No, the headline to this post doesn’t refer to the New York Times’ controversial firing of its executive editor Jill Abramson. Neither do I mean the paper’s public editor, Margaret Sullivan, raking Book Review editor Pamela Paul over the coals for daring to publish a review that Ms. Sullivan disagreed with. (I’m on the reviewer’s and Ms. Paul’s side, if you need to know.)
What I’m drawing your attention to from a few weeks back no doubt meant little to the typical Times reader. But in its own small way, it’s something heartening and hopeful to those of us eager to have our beloved classical music move forward to a better, more audience-friendly place.

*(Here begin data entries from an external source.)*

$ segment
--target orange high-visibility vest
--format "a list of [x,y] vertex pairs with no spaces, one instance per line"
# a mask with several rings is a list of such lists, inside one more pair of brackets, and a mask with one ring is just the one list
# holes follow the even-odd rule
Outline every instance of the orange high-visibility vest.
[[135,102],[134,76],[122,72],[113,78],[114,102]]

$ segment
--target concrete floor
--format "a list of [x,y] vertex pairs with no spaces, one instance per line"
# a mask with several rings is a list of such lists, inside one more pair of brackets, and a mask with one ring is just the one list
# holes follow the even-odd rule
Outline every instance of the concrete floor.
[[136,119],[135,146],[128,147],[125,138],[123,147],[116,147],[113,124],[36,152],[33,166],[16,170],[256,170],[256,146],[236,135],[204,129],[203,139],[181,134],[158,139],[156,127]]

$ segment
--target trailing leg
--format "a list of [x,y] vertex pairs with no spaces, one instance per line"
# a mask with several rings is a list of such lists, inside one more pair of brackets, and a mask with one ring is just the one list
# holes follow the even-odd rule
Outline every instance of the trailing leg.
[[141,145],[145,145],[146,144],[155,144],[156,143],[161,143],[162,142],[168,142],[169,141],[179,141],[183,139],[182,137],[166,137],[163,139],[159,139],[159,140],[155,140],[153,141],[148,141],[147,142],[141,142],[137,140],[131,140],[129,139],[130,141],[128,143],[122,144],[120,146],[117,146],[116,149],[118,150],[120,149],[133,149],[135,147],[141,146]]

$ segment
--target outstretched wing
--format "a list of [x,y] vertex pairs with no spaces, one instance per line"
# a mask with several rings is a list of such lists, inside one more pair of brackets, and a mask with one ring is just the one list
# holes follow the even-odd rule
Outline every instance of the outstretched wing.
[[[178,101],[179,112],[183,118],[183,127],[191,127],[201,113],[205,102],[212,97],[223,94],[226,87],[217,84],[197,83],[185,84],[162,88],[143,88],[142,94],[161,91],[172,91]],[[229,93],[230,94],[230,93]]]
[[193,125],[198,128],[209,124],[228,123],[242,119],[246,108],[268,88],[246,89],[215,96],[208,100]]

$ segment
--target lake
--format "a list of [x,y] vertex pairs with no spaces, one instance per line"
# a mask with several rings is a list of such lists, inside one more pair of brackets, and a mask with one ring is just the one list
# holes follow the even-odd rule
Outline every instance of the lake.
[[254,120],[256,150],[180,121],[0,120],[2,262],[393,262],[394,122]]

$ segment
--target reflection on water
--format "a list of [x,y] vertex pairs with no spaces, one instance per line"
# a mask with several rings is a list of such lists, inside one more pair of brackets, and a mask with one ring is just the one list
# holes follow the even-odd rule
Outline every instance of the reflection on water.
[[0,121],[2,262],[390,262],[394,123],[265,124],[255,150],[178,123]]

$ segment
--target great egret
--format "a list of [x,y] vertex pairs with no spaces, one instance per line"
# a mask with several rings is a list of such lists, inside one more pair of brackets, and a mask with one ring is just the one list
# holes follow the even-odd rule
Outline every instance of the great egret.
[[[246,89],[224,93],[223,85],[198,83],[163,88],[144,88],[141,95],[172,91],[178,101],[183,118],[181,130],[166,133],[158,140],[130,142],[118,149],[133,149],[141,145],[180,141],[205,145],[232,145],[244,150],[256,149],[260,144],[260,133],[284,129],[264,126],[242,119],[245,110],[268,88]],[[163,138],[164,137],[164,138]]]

It came in Vivien Schweitzer’s review of a recital by pianist Peter Serkin at New York’s 92nd Street Y (photo above). Mr. Serkin, one of America’s finest and most serious pianists, is by his own admission not a crowd-pleaser. “I think that programs show integrity when there is no attempt to win anyone over at all,” he said in a 2011 conversation published on the 92Y Blog, and quoted by Ms. Schweitzer in her review.
True to that spirit, Mr, Serkin’s program under review consisted of one work by 16th/17th Dutch composer Jan Pieterszoon Sweelinck, three by veteran American Modernist* Charles Wuorinen, one piano rarity by Danish symphonist Carl Nielsen, and Beethoven’s “Les Adieux” (“Farewell”) Sonata. Other than perhaps the fairly gentle Beethoven, there’s not a winner-overer in the bunch, with Wuorinen’s brand of gritty dissonance being an especially tough sell — especially, apparently, to the half of the hall that declined to attend.
Normally, a close, long-time reader of Times’ classical reviews like me would have expected unreserved praise for Mr. Serkin’s thorny, audience-unfriendly programming. From former critics Paul Griffiths and Edward Rothstein to current chief classical critic Anthony Tommasini, the Times’ critics have been staunch advocates of difficult, cerebral Modernism, despite/because of its lack of audience appeal. And don’t think readers haven’t picked up on this. After our last session, one of the attendees of a classical appreciation class I recently taught, someone whose musical knowledge would have to be described as very general, made this very observation, unprompted by me or anyone else within earshot. Huh!
Anyhow, after turning her attention to Mr. Wuorinen’s works, Ms. Schweitzer shocked my world with the following paragraph:
It is often remarked that contemporary audiences have a greater appetite and appreciation for Modernist art than for Modernist music. But abstraction can be easier for the eye, than the ear, to absorb. A set of abstract shapes and colors can mesh into a mesmerizing visual whole, but the ear (or certainly my ear) struggles to process a series of notes and gestures that seem to have no connection to one another. Rigorous methods of composition can sometimes result in bafflingly disjointed sounds that resemble a nonsensical sentence.
All right, to you it may not be such a big deal. Indeed, this point has been made many times over. But to me, its appearance in a Times review is a sign that, however belatedly, perhaps the “paper of record” is finally getting with the times, if you’ll pardon the expression. Not that Modernism has to be banished from the current concert scene. But rather than persist in blaming the audience for not coming around to the music the critics prefer, even decades after the music’s heyday, it’s extremely refreshing to read a critic taking the audiences’ tastes seriously enough to ask why this might be, and to draw a conclusion that does not insult the audiences’ taste or intelligence.
As for Mr. Serkin, he may of course program as he likes, and adopt whatever relation to this audience he chooses. If his audience responds to his refusal to win them over by their refusal to be won over, it’s not the audience’s fault. How nice for a New York Times critic to say so.
*By “Modernism,” Ms. Schweitzer and others who use the term are not referring to current musical styles. Rather, the term refers to a variety of loosely related musical styles of the 20th century, most of them extremely dissonant, composed by such leading figures as Pierre Boulez, Karlheinz Stockhausen, György Ligeti, Luciano Berio and Elliott Carter. You might think of musical Modernism as the sound equivalent of Jackson Pollock, James Joyce, Ezra Pound, Samuel Becket, et al.